The regulations would require that a lifetime income statement be given to retirement plan participants at least once a year. Industry leaders generally have applauded the idea in comments to the Labor Department.  A bill that would mandate similar statements is pending in Congress.

“Having these requirements will give you an opportunity to demonstrate your value as an advisor to both the plan participants and the plan sponsor,” Bob Kaplan, national retirement consultant for ING U.S. Investment Management, said during a retirement perspectives web conference for advisors Thursday.

The regulations are not in place as yet, “but this is clearly the way federal regulators and Congress are going,” said Kaplan. Federal officials want retirement plan participants to “stay the course” in saving, he noted, while adding that providing projections of what income can be received during retirement from a particular plan will encourage people to keep saving.

The projections will be calculated to include an annual increase in contributions, minus inflation, Kaplan explained.
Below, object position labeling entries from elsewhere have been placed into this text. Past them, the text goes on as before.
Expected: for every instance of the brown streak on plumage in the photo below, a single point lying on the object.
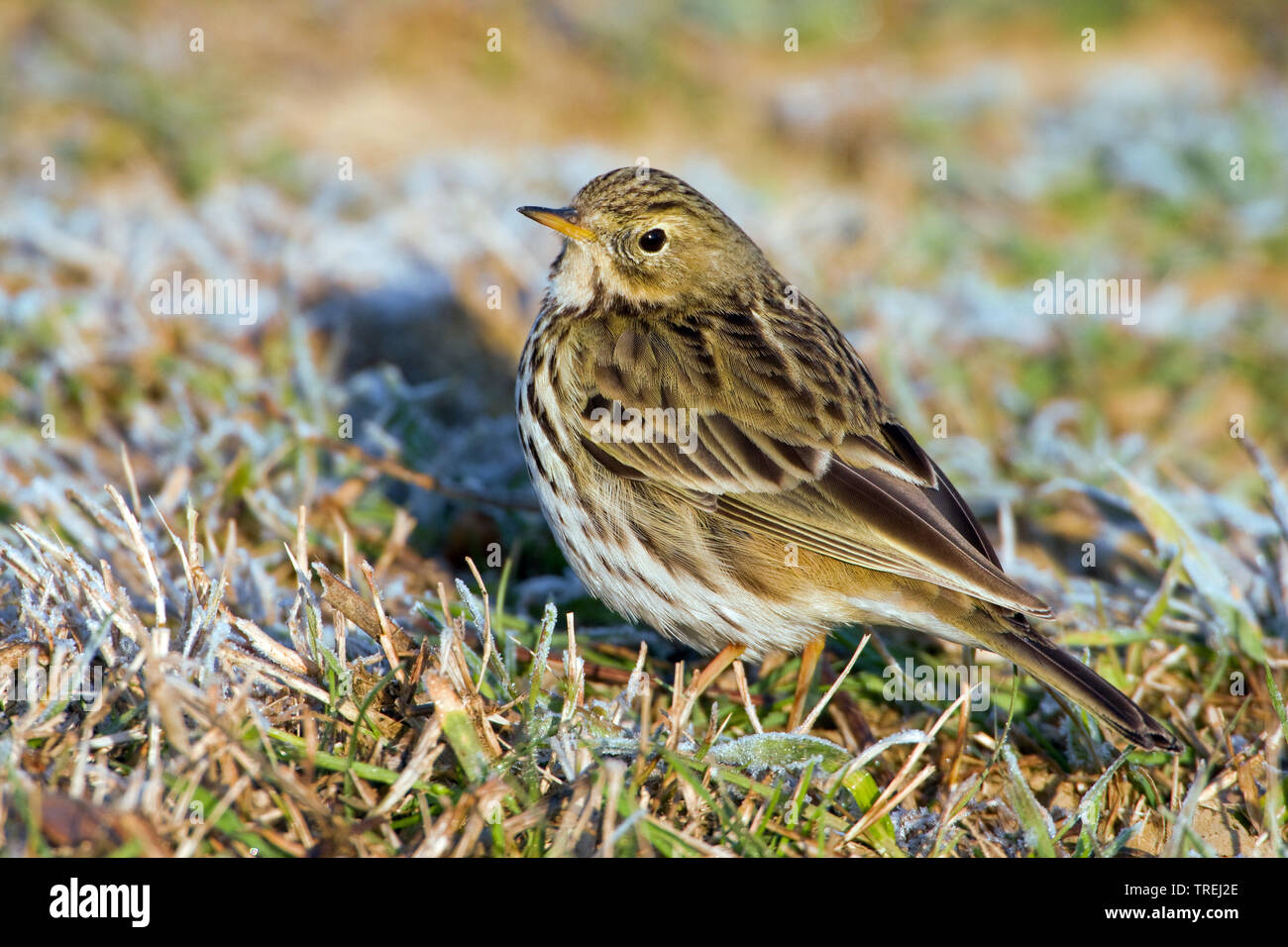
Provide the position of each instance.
(803, 504)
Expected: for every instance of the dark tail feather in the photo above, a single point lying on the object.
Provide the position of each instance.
(1063, 673)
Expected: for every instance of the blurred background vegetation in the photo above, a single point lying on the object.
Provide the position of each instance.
(375, 291)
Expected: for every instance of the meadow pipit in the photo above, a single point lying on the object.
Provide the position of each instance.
(715, 459)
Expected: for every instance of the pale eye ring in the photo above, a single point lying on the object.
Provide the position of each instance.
(652, 241)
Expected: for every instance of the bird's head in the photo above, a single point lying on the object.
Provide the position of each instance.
(649, 240)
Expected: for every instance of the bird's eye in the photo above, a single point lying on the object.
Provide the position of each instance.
(653, 241)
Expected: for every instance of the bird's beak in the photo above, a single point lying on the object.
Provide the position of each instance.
(565, 219)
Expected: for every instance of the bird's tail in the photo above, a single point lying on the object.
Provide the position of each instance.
(1060, 672)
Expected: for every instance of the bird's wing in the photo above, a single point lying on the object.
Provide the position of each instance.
(803, 451)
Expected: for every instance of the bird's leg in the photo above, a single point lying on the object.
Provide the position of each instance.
(700, 682)
(804, 678)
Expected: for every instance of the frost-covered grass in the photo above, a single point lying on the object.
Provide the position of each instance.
(318, 605)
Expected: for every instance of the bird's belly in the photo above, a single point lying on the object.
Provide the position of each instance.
(657, 565)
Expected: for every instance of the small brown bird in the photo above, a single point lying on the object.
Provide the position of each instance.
(715, 459)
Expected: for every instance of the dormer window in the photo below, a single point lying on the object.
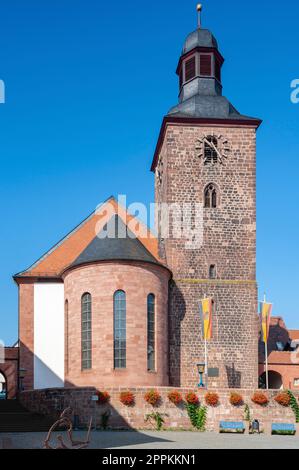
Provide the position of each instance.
(206, 65)
(190, 69)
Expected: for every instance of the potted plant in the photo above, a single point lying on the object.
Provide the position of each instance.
(212, 399)
(152, 397)
(103, 398)
(175, 397)
(127, 398)
(236, 399)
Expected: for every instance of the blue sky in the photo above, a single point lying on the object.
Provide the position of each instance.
(87, 85)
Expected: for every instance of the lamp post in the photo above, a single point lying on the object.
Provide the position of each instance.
(201, 371)
(22, 373)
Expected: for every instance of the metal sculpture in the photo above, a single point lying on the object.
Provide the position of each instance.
(65, 419)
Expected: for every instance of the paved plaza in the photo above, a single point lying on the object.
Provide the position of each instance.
(158, 440)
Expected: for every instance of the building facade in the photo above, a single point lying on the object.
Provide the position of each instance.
(124, 310)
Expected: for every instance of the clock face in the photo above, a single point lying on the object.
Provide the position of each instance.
(213, 149)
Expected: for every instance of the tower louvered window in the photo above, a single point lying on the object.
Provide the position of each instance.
(190, 69)
(86, 305)
(210, 197)
(206, 65)
(210, 150)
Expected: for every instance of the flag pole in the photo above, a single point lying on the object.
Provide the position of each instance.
(266, 354)
(206, 356)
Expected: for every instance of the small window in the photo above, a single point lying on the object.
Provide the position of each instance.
(66, 322)
(120, 334)
(206, 65)
(190, 69)
(86, 332)
(151, 340)
(211, 200)
(211, 150)
(217, 70)
(212, 271)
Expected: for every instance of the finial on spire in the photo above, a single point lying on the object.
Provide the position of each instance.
(199, 10)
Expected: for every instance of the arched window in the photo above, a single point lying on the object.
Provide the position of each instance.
(210, 150)
(86, 351)
(211, 199)
(3, 387)
(212, 271)
(66, 329)
(120, 334)
(151, 340)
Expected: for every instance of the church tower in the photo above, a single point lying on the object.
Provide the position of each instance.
(206, 159)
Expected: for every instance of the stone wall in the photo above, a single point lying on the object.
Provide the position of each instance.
(102, 280)
(52, 402)
(229, 243)
(10, 371)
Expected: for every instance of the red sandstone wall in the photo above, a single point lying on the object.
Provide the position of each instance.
(52, 402)
(101, 281)
(26, 331)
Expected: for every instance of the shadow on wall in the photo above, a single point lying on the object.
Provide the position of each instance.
(177, 306)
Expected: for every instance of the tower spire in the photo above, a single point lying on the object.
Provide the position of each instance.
(199, 10)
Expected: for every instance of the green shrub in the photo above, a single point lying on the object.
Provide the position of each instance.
(157, 418)
(198, 416)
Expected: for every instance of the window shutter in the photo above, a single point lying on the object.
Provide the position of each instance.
(190, 71)
(217, 70)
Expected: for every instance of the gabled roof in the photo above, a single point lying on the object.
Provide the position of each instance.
(70, 248)
(122, 245)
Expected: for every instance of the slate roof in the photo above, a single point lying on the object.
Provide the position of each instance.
(199, 38)
(67, 251)
(120, 244)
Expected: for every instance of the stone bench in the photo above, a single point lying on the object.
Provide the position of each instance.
(283, 428)
(232, 426)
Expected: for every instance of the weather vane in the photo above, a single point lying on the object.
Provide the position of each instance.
(199, 10)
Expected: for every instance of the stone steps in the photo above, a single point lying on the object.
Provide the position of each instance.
(15, 418)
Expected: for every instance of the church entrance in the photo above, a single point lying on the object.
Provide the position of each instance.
(3, 387)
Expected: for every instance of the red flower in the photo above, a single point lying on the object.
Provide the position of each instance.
(212, 399)
(175, 397)
(260, 399)
(236, 399)
(192, 398)
(283, 399)
(127, 398)
(104, 398)
(152, 397)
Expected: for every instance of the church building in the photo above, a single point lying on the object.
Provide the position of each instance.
(124, 311)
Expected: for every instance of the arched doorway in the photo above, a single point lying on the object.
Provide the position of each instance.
(275, 380)
(3, 387)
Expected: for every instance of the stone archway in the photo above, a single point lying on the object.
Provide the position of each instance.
(275, 380)
(3, 386)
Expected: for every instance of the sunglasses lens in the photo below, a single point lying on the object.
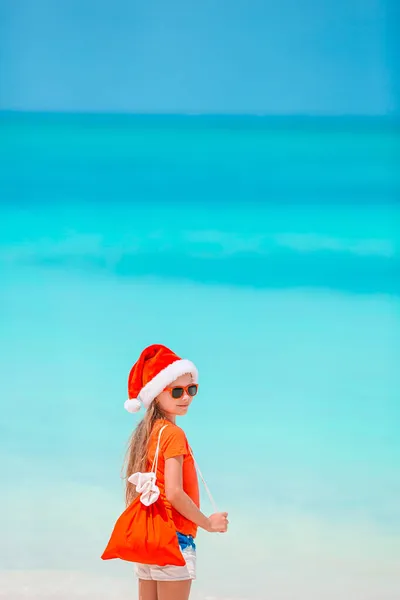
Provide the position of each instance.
(177, 392)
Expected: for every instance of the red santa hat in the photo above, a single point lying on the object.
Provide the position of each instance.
(156, 368)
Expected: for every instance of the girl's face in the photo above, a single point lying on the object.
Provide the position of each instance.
(172, 406)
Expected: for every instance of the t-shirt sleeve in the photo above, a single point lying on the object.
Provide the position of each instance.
(174, 443)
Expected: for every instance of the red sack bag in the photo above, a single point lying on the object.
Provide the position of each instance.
(145, 533)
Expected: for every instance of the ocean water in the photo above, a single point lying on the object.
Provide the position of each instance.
(267, 251)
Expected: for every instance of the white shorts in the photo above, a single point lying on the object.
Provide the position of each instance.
(172, 572)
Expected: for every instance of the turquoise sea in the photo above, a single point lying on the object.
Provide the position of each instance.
(267, 250)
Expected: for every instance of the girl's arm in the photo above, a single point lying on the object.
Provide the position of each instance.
(184, 504)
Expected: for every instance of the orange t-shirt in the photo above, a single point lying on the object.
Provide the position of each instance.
(174, 443)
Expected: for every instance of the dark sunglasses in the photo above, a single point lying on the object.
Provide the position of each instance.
(178, 391)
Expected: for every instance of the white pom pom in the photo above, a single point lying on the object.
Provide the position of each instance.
(132, 405)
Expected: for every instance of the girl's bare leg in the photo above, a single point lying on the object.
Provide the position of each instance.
(147, 590)
(173, 590)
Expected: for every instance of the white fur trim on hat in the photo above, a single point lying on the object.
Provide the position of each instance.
(156, 385)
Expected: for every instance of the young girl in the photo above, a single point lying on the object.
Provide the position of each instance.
(166, 385)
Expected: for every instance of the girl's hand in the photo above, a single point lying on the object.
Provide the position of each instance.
(218, 523)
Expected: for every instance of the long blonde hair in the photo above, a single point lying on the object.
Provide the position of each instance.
(136, 454)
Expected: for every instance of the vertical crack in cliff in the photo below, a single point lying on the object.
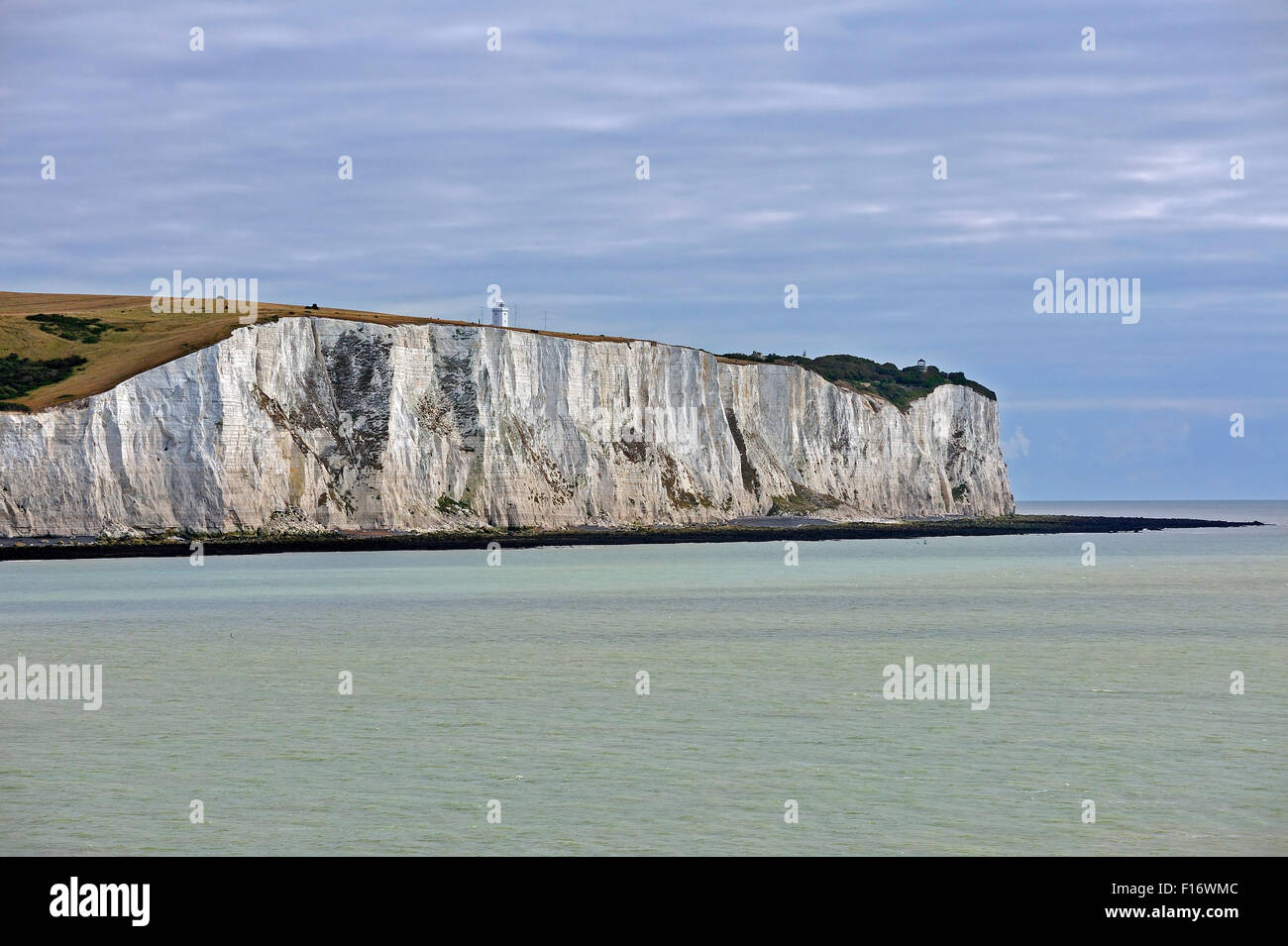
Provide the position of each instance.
(750, 480)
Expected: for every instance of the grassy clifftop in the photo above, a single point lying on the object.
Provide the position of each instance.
(901, 386)
(60, 348)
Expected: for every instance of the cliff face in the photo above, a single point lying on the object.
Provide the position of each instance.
(318, 424)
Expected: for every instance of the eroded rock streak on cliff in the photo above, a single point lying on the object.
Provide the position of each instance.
(321, 424)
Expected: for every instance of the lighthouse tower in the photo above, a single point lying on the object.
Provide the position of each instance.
(500, 313)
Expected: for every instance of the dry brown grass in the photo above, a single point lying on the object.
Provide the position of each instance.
(151, 339)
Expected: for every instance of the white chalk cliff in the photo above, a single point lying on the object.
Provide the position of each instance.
(322, 424)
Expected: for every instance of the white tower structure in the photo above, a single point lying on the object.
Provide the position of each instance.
(500, 313)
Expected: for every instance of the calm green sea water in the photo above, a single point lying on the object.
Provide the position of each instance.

“The lifetime income illustration will show what the numbers represent” when a person is looking at their existing savings total, Kaplan said. “The [potential] requirement by the Department of Labor is an advantage  to us because it gets the conversation going on what will be needed for the decumulation phase” after participants retire.

The information provided by the advisor will help demonstrate the value an advisor brings to the sponsor and participants of the retirement plans, Kaplan said.

There is some danger that plan participants will receive more information than they can digest. But if that is the case, it again gives the advisor a chance to solve the problem through meetings with employees, Kaplan concluded.